Ces mêmes groupes, par ailleurs, ont mis la main sur les systèmes de diffusion (régie, médias, etc.) et arbitrent à leur profit le tout neuf sponsoring. Ainsi, la boucle est fermée, l’espace est quadrillé. Résister devient pour les émetteurs sociaux et culturels de plus en plus héroïque. Mais de plus en plus nécessaires.

C’est dans cette nécessité et dans l’urgence que notre mouvement s’inscrit. Nous sommes décidés à créer des images de qualité pour tous, et décidés de les produire pour plus d’humanité et de justice, plus de solidarité. Nous sommes convaincus que l’on ne peut rédiger et énoncer les messages d’intérêt public comme un argumentaire de vente de produits de consommation. On ne peut s’adresser à une assemblée de citoyens, qu’il faut convaincre, comme s’il s’agissait d’un quelconque groupe de consommateurs qu’on projette de gaver. Nous prétendons à la nécessité d’un acte artistique complet, au croisement de l’image et du mot, et refusons d’être la valeur imaginaire ajoutée.

Nous voulons créer des images dans un climat de confiance et d’intelligence avec des commanditaires responsables, envers un public «critique» dont nous nous sentons, dans ce processus, représentant actif.
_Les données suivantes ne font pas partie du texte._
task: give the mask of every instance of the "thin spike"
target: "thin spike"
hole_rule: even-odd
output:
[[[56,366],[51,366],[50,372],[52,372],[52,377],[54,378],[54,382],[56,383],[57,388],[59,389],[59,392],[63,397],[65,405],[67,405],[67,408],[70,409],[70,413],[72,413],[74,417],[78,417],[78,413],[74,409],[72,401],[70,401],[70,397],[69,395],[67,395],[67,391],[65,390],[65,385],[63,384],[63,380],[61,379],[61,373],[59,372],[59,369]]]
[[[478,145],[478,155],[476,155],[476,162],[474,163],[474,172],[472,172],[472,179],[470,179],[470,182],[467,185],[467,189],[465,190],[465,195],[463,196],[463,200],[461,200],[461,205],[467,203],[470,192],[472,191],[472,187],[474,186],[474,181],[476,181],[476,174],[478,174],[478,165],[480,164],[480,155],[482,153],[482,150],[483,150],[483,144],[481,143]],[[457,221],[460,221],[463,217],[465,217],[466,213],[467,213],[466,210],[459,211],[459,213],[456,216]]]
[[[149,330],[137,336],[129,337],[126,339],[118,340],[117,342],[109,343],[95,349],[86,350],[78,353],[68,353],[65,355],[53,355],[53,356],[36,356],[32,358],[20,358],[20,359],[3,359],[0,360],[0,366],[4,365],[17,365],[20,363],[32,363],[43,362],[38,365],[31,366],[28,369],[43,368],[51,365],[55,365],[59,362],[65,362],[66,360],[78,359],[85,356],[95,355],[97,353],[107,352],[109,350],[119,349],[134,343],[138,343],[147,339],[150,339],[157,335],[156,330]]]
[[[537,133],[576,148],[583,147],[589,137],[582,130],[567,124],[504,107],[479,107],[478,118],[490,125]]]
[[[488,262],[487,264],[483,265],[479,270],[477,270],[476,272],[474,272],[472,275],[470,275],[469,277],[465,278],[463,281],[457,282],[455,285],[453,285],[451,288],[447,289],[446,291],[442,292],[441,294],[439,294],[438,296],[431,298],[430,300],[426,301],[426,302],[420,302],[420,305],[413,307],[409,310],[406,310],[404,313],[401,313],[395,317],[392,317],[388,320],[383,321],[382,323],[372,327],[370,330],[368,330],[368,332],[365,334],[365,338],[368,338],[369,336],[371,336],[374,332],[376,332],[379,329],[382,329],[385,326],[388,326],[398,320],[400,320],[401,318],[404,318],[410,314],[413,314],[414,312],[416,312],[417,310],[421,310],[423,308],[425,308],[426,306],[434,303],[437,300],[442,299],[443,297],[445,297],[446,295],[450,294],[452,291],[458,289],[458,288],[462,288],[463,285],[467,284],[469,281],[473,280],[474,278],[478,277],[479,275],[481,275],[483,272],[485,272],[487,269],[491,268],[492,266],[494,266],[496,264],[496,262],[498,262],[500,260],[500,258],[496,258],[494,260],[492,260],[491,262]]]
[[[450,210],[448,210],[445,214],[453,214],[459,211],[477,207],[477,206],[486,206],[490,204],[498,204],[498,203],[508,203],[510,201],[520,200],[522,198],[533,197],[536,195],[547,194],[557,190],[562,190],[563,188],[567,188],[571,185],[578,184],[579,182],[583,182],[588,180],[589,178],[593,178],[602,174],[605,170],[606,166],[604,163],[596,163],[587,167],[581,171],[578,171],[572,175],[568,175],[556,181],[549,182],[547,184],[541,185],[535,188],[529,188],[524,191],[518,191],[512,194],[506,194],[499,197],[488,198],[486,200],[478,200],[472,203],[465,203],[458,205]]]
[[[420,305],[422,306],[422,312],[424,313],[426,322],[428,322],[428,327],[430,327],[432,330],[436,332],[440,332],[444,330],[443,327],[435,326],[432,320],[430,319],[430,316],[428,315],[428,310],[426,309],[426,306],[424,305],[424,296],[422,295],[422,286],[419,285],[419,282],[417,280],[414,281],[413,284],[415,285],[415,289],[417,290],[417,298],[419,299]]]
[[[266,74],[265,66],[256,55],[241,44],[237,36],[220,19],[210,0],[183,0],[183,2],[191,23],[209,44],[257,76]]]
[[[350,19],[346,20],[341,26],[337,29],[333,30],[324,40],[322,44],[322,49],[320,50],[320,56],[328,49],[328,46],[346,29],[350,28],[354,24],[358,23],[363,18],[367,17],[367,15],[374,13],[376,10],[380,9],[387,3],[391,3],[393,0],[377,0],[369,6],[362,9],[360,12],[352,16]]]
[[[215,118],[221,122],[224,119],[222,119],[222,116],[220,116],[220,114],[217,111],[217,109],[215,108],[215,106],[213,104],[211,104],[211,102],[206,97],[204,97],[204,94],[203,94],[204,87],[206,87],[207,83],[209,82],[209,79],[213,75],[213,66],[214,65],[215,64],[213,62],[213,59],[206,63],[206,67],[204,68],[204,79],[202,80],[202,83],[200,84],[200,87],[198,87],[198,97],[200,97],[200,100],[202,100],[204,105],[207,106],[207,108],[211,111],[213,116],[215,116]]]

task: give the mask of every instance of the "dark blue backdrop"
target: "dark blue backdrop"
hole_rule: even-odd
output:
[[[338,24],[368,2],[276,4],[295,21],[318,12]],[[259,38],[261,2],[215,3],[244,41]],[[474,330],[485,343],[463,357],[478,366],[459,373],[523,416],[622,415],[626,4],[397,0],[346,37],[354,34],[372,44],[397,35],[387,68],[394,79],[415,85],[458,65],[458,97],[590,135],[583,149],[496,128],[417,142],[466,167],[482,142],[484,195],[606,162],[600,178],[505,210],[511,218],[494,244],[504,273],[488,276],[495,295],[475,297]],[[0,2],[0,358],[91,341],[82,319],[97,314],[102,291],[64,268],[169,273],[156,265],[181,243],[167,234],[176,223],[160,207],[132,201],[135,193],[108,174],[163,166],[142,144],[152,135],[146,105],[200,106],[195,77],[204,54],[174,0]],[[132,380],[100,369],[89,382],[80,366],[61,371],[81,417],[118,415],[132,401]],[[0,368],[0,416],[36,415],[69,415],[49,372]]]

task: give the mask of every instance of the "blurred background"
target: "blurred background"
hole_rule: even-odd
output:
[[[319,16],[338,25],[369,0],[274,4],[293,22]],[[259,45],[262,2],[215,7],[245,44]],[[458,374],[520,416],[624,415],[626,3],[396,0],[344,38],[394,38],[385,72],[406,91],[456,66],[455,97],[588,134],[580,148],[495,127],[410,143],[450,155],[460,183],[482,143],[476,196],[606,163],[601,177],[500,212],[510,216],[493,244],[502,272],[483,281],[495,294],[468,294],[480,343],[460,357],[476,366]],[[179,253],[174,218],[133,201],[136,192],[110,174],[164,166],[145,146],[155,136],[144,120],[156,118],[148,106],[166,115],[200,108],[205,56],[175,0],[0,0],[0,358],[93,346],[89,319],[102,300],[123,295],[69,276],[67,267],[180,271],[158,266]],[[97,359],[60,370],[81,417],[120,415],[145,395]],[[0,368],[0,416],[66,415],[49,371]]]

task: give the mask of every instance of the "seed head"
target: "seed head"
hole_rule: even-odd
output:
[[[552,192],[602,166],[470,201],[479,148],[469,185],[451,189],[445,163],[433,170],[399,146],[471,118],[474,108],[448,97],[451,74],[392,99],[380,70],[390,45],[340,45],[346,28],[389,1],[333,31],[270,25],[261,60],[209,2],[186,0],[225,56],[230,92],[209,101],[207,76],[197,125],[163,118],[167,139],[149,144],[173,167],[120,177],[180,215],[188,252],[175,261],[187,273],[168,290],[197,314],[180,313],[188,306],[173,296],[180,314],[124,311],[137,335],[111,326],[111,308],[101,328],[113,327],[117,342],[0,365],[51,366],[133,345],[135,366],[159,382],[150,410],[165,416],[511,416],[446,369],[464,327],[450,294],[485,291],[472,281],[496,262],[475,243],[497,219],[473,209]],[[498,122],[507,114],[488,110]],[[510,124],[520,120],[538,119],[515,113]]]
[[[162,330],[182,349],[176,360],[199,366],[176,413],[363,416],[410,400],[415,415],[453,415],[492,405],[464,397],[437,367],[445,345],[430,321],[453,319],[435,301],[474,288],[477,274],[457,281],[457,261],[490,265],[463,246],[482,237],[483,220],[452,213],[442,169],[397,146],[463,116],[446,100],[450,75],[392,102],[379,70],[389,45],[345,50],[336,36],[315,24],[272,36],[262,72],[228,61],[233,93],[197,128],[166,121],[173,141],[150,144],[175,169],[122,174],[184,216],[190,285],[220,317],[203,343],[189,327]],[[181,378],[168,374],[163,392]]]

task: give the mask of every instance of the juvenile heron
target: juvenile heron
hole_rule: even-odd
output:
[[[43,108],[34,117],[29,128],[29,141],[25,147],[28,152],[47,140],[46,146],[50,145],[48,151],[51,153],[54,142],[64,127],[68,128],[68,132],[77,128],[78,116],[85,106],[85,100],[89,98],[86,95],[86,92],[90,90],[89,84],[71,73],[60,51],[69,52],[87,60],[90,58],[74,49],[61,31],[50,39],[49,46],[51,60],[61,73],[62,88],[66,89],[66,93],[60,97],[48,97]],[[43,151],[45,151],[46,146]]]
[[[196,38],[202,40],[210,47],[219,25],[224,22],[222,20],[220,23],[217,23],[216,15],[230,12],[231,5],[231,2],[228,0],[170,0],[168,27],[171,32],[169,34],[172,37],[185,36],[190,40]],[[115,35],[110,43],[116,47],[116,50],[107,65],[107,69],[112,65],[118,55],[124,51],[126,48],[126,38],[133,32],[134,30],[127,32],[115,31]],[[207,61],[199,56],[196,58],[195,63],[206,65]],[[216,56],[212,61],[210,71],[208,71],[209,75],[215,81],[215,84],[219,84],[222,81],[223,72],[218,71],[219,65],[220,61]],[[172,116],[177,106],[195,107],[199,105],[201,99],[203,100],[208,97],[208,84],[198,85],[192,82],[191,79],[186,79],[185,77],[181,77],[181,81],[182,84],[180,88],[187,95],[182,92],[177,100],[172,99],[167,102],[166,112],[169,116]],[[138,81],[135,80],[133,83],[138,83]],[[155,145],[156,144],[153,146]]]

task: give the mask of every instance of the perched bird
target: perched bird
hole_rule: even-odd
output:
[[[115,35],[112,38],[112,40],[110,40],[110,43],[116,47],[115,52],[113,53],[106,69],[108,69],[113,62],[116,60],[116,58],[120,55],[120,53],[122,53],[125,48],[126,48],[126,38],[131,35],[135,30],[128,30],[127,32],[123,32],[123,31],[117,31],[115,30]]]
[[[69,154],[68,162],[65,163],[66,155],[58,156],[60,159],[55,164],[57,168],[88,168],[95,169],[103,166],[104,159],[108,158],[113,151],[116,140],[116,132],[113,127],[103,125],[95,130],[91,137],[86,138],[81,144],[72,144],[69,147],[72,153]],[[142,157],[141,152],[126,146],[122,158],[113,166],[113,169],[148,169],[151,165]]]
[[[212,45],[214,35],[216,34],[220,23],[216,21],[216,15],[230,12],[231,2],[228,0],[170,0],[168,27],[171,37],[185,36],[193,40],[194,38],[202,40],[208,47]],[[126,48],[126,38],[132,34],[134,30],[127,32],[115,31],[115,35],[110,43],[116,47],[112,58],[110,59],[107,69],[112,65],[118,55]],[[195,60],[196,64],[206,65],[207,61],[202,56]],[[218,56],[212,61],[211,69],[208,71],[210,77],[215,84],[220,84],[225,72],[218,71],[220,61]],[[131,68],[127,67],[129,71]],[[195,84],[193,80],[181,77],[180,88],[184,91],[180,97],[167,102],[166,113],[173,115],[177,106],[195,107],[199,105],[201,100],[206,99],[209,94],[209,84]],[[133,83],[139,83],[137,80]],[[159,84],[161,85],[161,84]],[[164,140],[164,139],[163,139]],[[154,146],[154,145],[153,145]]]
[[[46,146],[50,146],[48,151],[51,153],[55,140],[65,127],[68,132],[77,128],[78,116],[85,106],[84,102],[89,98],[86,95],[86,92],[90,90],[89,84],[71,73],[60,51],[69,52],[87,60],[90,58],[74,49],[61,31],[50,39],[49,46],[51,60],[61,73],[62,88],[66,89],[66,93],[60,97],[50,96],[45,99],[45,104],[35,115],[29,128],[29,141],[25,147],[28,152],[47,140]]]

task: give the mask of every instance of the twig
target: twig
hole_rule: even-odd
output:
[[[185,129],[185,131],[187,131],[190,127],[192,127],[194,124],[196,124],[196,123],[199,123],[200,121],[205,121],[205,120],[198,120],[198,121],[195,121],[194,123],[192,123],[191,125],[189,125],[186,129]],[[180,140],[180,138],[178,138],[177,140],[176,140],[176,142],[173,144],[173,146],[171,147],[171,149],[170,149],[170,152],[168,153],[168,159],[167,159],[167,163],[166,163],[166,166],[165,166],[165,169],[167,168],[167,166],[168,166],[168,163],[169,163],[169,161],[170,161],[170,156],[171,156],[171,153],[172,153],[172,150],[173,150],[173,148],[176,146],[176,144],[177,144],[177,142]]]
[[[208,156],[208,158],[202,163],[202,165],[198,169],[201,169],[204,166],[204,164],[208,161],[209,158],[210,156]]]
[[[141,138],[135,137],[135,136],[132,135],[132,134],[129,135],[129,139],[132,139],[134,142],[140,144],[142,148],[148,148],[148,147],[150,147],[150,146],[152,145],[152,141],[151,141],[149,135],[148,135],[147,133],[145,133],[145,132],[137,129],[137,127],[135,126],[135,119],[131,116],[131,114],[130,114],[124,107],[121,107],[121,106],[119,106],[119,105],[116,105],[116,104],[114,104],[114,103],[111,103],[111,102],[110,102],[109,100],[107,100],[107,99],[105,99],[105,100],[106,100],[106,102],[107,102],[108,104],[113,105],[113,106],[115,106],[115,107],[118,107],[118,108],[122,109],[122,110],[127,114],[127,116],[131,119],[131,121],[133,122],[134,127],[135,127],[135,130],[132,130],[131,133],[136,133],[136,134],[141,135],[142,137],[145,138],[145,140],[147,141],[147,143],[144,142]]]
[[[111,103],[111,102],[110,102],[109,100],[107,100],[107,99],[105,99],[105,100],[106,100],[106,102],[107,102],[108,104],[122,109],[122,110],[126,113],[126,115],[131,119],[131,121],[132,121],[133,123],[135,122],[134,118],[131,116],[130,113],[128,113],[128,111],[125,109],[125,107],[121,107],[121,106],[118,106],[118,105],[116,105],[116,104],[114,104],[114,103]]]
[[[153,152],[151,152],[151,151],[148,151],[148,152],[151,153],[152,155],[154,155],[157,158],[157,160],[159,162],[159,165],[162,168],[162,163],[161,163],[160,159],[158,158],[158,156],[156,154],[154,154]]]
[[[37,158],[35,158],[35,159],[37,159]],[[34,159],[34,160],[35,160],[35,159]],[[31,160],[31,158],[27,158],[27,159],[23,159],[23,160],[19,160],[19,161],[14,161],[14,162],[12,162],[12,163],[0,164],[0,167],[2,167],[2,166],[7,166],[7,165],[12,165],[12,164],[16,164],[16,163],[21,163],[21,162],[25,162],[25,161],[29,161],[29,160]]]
Nous voulons assumer forme et contenu en tant que co-auteurs de la communication. Nous revendiquons des budgets, des moyens de production et des moyens de diffusion nécessaires pour que la communication publique de masse dans notre pays interpelle et informe la vie sociale, défende, diffuse et enrichisse la culture. Quand la transmission des connaissances, les échanges sociaux et culturels concernent le plus grand nombre, le chemin obligé de médiatisation n’est pas nécessairement celui du “vacarme mass médiatique” et de la normalisation souriante. Nous croyons à une alternative humaniste. Le choix de la communication est philosophique, moral et politique, c’est naturellement un choix de société.

La création graphique en France existe, pourvu qu’on la sauve.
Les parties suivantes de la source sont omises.